Andy Fitch in the Los Angeles Review of Books blog:
How to address in catalyzing prose the policy ramifications of your family’s most intimate personal struggles? How (and why) to construct a poetics of prison reform? When I want to ask such questions, I pose them to Danielle Allen. This conversation, transcribed by Phoebe Kaufman, focuses on Allen’s Cuz, a kaleidoscopic account of her cousin Michael’s life before, during, and after incarceration.
ANDY FITCH: Before we get to anything like Michael’s legal case, or treat Michael’s circumstances as a case study of broader social concerns, could you just introduce him, and maybe introduce Cuz’s “I” at the same time? Readers of your book will be charmed to hear of Michael’s smile and playful exuberance. Here could you offer some scene maybe not in the book, but which exemplifies your relationship to each other as cuz?

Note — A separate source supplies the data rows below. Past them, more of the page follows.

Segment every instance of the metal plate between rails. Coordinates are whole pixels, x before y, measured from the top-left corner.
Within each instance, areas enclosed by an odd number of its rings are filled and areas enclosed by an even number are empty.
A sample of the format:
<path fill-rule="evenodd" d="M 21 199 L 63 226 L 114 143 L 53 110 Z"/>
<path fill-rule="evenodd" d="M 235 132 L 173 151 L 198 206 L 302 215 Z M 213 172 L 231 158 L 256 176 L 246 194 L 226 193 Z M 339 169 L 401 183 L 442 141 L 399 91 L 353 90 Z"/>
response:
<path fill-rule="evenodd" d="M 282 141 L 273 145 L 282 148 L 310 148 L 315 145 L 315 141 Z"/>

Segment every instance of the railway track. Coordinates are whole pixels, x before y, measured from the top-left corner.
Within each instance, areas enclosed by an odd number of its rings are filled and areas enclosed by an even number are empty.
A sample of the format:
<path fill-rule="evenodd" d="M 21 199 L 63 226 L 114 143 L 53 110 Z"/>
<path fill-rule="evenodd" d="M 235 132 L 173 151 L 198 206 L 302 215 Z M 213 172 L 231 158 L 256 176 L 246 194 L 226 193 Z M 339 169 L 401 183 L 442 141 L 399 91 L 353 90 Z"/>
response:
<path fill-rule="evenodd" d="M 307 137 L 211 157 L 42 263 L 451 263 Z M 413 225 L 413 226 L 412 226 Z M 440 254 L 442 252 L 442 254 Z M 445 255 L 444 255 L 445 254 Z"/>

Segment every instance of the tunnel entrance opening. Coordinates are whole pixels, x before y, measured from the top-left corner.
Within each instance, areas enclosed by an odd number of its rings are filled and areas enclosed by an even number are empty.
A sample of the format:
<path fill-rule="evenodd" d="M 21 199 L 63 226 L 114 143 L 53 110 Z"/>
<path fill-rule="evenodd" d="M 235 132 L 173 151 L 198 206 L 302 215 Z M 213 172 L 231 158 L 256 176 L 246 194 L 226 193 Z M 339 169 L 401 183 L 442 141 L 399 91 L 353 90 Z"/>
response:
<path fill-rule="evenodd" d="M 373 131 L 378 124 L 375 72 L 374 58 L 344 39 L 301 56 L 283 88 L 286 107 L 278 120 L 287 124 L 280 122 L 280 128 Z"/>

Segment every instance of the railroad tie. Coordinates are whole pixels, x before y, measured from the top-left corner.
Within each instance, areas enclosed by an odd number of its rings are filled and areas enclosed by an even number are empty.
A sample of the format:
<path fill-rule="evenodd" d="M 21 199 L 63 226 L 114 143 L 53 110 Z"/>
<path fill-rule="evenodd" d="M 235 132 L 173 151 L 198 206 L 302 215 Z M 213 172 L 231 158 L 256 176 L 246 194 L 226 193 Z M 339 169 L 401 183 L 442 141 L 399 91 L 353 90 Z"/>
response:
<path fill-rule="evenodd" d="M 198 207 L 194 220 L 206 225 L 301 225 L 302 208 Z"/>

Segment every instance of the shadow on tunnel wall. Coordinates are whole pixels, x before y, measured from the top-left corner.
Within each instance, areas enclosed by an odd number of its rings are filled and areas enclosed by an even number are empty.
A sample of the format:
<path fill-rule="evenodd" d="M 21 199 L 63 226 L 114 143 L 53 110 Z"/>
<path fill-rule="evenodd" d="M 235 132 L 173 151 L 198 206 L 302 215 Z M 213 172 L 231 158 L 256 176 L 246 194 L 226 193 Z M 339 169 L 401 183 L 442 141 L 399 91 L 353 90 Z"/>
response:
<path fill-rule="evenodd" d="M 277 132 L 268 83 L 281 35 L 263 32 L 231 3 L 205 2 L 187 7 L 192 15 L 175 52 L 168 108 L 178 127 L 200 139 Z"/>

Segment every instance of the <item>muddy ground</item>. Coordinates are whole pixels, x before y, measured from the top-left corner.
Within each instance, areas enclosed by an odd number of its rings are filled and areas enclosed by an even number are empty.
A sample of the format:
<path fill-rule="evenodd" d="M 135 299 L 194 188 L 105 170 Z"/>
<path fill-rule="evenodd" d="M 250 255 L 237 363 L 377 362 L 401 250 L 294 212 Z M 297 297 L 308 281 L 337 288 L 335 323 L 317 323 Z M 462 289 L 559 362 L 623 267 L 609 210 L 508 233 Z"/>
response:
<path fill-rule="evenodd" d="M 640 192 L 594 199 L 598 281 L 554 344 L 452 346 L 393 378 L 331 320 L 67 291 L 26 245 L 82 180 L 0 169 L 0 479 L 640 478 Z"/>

DANIELLE ALLEN: My time with Michael divides into two phases: first from eight to 18 for me, and from birth to 10 for him. That phase was full of ordinary joys of cousinhood in Southern California: climbing trees, playing football in the street in front of our house, riding bikes, playing with Hotwheel cars. And family holidays: food, talk, lots of football on the television. Then I left for college and Michael, his mom, his siblings, and his mother’s new husband moved to Mississippi. This is when their lives exploded, which I experienced from a distance. Then my second time with Michael ran from about 1998 until his death in 2009, so for me from age 27 to 37. We had nearly weekly phone calls for eight years, and then the intensive period together when Michael got out of prison. Michael was my closest confidante during this period. He probably heard more of my griping about work and marital woes than anyone else.